Die Amateurdetektivin Sophie Calle ist dabei, ebenso die Verwandlungskünstlerin Cindy Sherman, aber auch ältere Positionen wie William Turner und August Sander. Armin Linke beschäftigt sich dokumentarisch mit der Ausbildung von Hotelpersonal, für die es eigene Schulen gibt. Das komfortabelste Los hat Christian Jankowski gezogen: Er wird als Artist in Residence im legendären Brenners Park Hotel & Spa einquartiert. Nur eine Spezies gibt es vielleicht, die noch mehr Hotelzimmer zu sehen bekommt als Künstler und Flugkapitäne: die Kuratoren.

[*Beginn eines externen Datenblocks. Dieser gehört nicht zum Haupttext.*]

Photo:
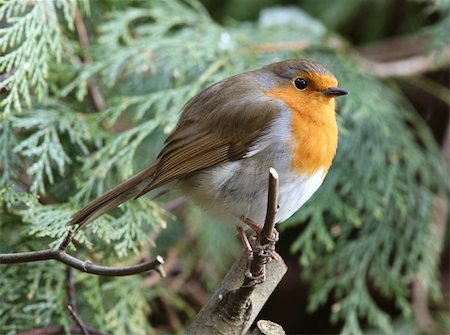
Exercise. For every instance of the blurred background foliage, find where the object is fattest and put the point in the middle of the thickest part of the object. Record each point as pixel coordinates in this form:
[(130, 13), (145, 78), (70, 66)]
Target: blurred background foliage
[(90, 89)]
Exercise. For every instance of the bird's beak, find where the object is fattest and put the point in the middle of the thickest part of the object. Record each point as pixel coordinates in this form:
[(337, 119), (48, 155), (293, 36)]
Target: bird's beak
[(334, 92)]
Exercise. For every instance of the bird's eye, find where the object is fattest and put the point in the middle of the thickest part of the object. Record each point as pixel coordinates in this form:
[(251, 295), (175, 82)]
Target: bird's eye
[(300, 83)]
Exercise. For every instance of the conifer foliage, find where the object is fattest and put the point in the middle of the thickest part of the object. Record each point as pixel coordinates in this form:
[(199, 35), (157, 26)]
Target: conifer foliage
[(368, 224)]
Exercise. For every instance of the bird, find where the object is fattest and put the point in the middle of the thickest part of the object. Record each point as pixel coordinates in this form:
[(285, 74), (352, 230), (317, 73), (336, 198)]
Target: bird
[(228, 136)]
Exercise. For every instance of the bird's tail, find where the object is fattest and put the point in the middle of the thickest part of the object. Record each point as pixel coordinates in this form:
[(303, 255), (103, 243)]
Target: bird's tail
[(113, 198)]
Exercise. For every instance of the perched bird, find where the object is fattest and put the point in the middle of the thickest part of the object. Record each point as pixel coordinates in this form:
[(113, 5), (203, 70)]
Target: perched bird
[(229, 135)]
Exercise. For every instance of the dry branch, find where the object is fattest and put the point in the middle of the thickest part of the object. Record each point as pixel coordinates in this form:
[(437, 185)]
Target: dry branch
[(246, 287)]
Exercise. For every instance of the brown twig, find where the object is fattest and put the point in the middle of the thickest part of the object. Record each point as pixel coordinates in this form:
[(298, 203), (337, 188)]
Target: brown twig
[(238, 304), (77, 319), (57, 330), (71, 301), (60, 255), (83, 38)]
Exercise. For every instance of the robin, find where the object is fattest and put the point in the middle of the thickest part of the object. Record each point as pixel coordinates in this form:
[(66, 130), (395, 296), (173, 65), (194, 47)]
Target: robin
[(229, 135)]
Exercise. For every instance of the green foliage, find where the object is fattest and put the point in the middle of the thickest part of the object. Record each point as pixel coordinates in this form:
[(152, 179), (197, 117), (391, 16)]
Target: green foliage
[(367, 226)]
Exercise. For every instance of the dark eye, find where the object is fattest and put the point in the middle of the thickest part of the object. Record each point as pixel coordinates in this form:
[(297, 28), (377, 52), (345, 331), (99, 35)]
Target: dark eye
[(300, 83)]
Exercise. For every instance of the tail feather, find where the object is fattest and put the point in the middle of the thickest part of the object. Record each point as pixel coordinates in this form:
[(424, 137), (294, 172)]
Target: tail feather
[(113, 198)]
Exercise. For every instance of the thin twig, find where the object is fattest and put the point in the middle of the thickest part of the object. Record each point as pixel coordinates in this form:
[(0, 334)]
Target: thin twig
[(77, 319), (272, 207), (60, 255), (71, 301)]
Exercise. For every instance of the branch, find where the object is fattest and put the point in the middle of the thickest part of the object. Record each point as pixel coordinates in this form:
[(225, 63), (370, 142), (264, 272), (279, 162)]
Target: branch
[(420, 292), (57, 330), (60, 255), (401, 56), (83, 39), (236, 303)]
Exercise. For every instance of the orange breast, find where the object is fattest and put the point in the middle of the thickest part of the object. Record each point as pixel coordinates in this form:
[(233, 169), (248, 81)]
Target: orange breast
[(313, 127)]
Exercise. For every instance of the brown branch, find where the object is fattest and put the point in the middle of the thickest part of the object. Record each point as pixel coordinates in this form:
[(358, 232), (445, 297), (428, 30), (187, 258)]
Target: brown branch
[(83, 38), (60, 255), (401, 56), (272, 207)]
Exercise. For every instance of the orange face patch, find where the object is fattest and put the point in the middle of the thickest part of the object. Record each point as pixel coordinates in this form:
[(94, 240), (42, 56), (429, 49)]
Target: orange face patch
[(314, 128)]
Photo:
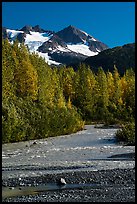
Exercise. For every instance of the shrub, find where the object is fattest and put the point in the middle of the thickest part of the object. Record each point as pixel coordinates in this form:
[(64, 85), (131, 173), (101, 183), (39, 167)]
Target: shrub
[(127, 134)]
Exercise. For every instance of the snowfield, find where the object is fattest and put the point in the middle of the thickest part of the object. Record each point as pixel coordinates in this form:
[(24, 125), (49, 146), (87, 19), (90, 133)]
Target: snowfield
[(35, 39)]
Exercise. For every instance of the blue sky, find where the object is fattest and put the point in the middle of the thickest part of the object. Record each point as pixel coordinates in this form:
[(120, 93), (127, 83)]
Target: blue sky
[(113, 23)]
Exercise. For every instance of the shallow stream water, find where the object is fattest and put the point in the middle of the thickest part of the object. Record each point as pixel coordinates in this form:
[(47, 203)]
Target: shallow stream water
[(90, 149)]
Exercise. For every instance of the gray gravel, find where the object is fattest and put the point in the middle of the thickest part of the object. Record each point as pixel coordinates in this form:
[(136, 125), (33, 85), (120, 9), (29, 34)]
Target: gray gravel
[(115, 185)]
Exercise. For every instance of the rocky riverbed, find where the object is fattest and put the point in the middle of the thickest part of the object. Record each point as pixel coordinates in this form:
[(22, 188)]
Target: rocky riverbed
[(115, 185), (95, 167)]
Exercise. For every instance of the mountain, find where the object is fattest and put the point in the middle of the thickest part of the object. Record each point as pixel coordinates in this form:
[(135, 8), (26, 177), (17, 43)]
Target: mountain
[(121, 56), (70, 45)]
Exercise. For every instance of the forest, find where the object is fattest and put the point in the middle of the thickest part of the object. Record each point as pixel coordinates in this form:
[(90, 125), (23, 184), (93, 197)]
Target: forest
[(40, 101)]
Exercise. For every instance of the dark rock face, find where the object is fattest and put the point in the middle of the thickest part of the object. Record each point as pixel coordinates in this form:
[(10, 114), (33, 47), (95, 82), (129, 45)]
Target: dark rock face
[(67, 58), (71, 34), (21, 37), (26, 29), (123, 57), (52, 44), (57, 45), (97, 45)]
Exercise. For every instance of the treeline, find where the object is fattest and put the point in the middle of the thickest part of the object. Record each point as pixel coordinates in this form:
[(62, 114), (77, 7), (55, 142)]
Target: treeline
[(39, 101)]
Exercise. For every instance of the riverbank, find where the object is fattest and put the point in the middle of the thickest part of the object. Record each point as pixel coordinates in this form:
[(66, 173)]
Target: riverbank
[(115, 185)]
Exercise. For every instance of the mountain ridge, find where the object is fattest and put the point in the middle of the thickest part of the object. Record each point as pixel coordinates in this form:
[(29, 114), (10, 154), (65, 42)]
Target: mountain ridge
[(63, 47)]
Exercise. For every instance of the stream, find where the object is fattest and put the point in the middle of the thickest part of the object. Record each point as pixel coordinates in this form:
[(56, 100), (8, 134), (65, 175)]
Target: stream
[(90, 149)]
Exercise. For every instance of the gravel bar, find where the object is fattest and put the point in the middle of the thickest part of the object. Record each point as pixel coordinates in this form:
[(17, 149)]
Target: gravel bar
[(114, 185)]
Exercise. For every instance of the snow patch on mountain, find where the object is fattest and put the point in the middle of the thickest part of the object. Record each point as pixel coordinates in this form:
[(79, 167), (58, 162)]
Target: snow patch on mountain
[(82, 49), (13, 33), (47, 58)]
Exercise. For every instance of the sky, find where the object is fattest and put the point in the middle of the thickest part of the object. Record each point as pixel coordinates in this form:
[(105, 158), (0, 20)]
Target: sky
[(113, 23)]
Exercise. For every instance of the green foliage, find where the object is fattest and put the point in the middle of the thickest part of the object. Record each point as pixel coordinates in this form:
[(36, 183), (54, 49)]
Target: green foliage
[(39, 101), (127, 134), (33, 104)]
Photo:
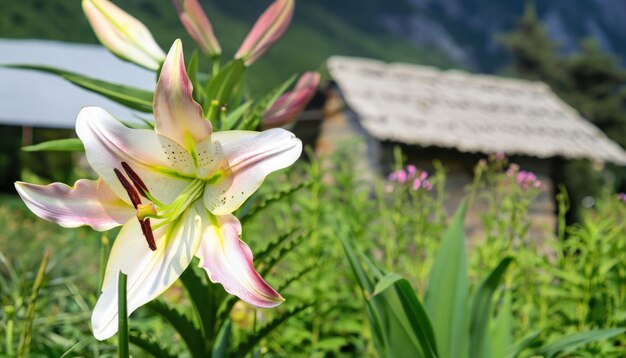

Der Schweizer Hans-Ulrich Obrist wird mit "Hôtel Carlton Palace, Chambre 763" an eine Schau anknüpfen, die er 1993 im gleichnamigen Haus in kuratiert hat, auf zwölf Quadratmetern in seinem eigenen Zimmer und mit immerhin 70 beteiligten Künstlern. Bei solcher Bescheidenheit könnte bald jeder Kurtator seine Ausstellungen im Koffer mitführen wie die Zahnbürste und den Wecker, das Publikum würde alles in der eigenen Stadt sehen statt nach Venedig fahren zu müssen und über die Funktionsweise der Duscharmaturen im Hotelbadezimmer zu rätseln. Aber das wäre ja auch sehr langweilig.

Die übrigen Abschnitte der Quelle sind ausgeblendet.